|Version 1 (modified by jberthold, 5 years ago) (diff)|
Startup / Shutdown support in the RTS
A common property of all our parallel variants is, the runtime system starts in several coordinated instances on different machines, and also needs to coordinate the clean shutdown.
- We added a suitable (deliberately simple) message passing layer (== PVM | MPI | home brewn, corresponding to parpvm | mpi | cp)
rts/parallel/MPSystem.h is the interface rts/parallel/PVMComm.c|MPIComm.c|CpComm.c implement the methods (TODO CpComm.c are only stubs for now)
- Managing the startup of several machines (parsed by start script)

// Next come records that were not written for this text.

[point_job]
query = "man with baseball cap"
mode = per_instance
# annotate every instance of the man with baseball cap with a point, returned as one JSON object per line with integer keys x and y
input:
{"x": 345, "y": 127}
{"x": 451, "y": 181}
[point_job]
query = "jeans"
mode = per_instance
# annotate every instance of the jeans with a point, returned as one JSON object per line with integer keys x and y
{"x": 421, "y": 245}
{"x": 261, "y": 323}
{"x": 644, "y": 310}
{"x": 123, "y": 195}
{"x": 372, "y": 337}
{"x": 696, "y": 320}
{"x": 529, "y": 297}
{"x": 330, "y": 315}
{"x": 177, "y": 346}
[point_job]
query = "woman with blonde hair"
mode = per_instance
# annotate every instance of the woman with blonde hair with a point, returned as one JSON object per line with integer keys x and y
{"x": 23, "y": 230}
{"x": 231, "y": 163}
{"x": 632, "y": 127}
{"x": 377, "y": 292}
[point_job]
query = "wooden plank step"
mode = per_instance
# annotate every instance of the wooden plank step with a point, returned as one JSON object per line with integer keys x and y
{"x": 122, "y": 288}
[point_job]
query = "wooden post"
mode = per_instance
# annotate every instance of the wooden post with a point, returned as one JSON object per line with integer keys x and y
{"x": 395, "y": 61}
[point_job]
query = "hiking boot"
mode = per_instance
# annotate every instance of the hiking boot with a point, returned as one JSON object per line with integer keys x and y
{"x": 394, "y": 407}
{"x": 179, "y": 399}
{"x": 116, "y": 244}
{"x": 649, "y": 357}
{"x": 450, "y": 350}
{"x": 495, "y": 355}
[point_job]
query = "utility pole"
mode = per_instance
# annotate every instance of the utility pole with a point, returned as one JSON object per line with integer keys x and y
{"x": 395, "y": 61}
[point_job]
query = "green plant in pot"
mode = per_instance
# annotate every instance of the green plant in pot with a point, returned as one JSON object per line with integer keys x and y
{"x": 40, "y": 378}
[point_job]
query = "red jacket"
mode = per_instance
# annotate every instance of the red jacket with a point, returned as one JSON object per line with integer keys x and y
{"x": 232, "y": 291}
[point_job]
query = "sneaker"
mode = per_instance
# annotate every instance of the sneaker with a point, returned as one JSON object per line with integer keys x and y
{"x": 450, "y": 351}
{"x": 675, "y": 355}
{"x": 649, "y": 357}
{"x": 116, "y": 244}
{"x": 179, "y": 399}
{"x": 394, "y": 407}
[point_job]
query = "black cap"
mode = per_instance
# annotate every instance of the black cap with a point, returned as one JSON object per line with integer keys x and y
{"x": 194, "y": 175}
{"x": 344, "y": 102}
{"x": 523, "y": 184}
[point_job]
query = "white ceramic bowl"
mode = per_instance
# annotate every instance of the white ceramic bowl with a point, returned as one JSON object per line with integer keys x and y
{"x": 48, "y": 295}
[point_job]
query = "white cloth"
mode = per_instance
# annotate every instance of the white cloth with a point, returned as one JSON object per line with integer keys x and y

rts/RtsStartup.c calls rts/parallel/ParInit.c::startupParallelSystem|synchroniseSystem, which call the suitable functions in the message passing layer
- Each machine is running an own (empty) scheduler, started by a function added to rts/Schedule.c
Historic: the first version simply used workerStart from the threaded RTS way to run the empty scheduler. This released the capability after finishing (scheduler returns) and caused an assertion failure when releasing it again (by rts_unlock) in RtsMain. Now we have our own (tiny) method to start the scheduler.
- Shutdown is triggered via system message PP_FINISH from node 1 to the others.
In a first version, the empty scheduler instances blocked on a call to MP_recv in getRemoteWork. Now, we handle it inside a more complex message processing function, when we have more types of messages between the machines).